The Female Experience
Joan Snyder, Blain|Southern, London

Very few people have had the ability to have lasting career as an artist, and if you’re a woman, it only becomes more difficult. Joan Snyder is one of the few who have managed to not only survive in the art world, but thrive and advocate for other female artists. Her latest exhibition of new work, called Rosebuds & Rivers, at Blain|Southern in London is a continuation of her finely tuned vocabulary created through a feminine lens.
In the 1960s, Snyder was making beautiful abstract paintings, usually based on grids. However, they followed a very well-trodden (and male dominated) style of work. Eventually, Snyder joined the surge of second-wave feminism in the 1970s, and her paintings departed into much different territory. Up until that point, rarely were traditionally feminine styles, colors, and gestures ever positively received in visual art. Symbolism and narrative was also no longer en vogue in the 1970s, when Minimalism, Post-Minimalism, and Conceptualism reigned supreme. For over forty years, Snyder has since developed and honed her craft, which includes allusions to bodies, a vibrant color palette, and inspirations deriving from myth and religion.

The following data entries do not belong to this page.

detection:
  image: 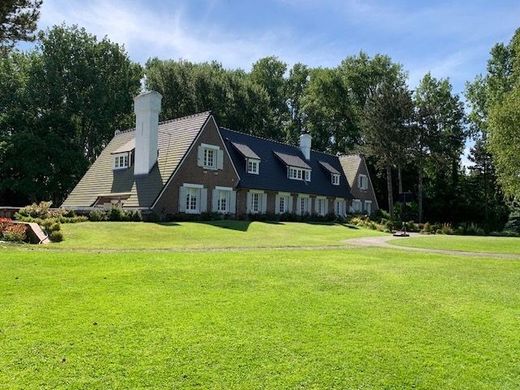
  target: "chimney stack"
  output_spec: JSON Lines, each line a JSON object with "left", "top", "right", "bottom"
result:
{"left": 133, "top": 90, "right": 162, "bottom": 175}
{"left": 299, "top": 131, "right": 312, "bottom": 160}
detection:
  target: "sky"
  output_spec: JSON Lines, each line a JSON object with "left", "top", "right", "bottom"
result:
{"left": 34, "top": 0, "right": 520, "bottom": 162}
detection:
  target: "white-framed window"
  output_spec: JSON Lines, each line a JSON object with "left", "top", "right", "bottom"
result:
{"left": 332, "top": 174, "right": 340, "bottom": 185}
{"left": 279, "top": 196, "right": 286, "bottom": 213}
{"left": 186, "top": 187, "right": 200, "bottom": 213}
{"left": 204, "top": 148, "right": 216, "bottom": 169}
{"left": 297, "top": 195, "right": 310, "bottom": 215}
{"left": 198, "top": 144, "right": 222, "bottom": 170}
{"left": 364, "top": 200, "right": 372, "bottom": 215}
{"left": 352, "top": 199, "right": 362, "bottom": 213}
{"left": 217, "top": 190, "right": 229, "bottom": 212}
{"left": 248, "top": 190, "right": 266, "bottom": 214}
{"left": 335, "top": 199, "right": 345, "bottom": 216}
{"left": 358, "top": 174, "right": 368, "bottom": 190}
{"left": 288, "top": 167, "right": 311, "bottom": 182}
{"left": 247, "top": 159, "right": 260, "bottom": 174}
{"left": 315, "top": 197, "right": 327, "bottom": 216}
{"left": 113, "top": 153, "right": 129, "bottom": 170}
{"left": 251, "top": 192, "right": 260, "bottom": 213}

In some ways, Snyder embraced what was considered negative and was able to change people’s views of the female experience and feminine imagery. Her new paintings at Blain|Southern are a prime example of this at play. The colors are vibrant and warm: yellow, orange, pinks and purples. Many of the paintings reference flowers (and even include dried bits of wood and other flora,) the ancient Roman myth that revolve around female goddesses, and one work was even named Amor Matris, meaning in Latin “a mother’s love.” The results are messy, energetic, and beautiful, and it is wonderful to see an artist late in her career get the recognition she absolutely deserves.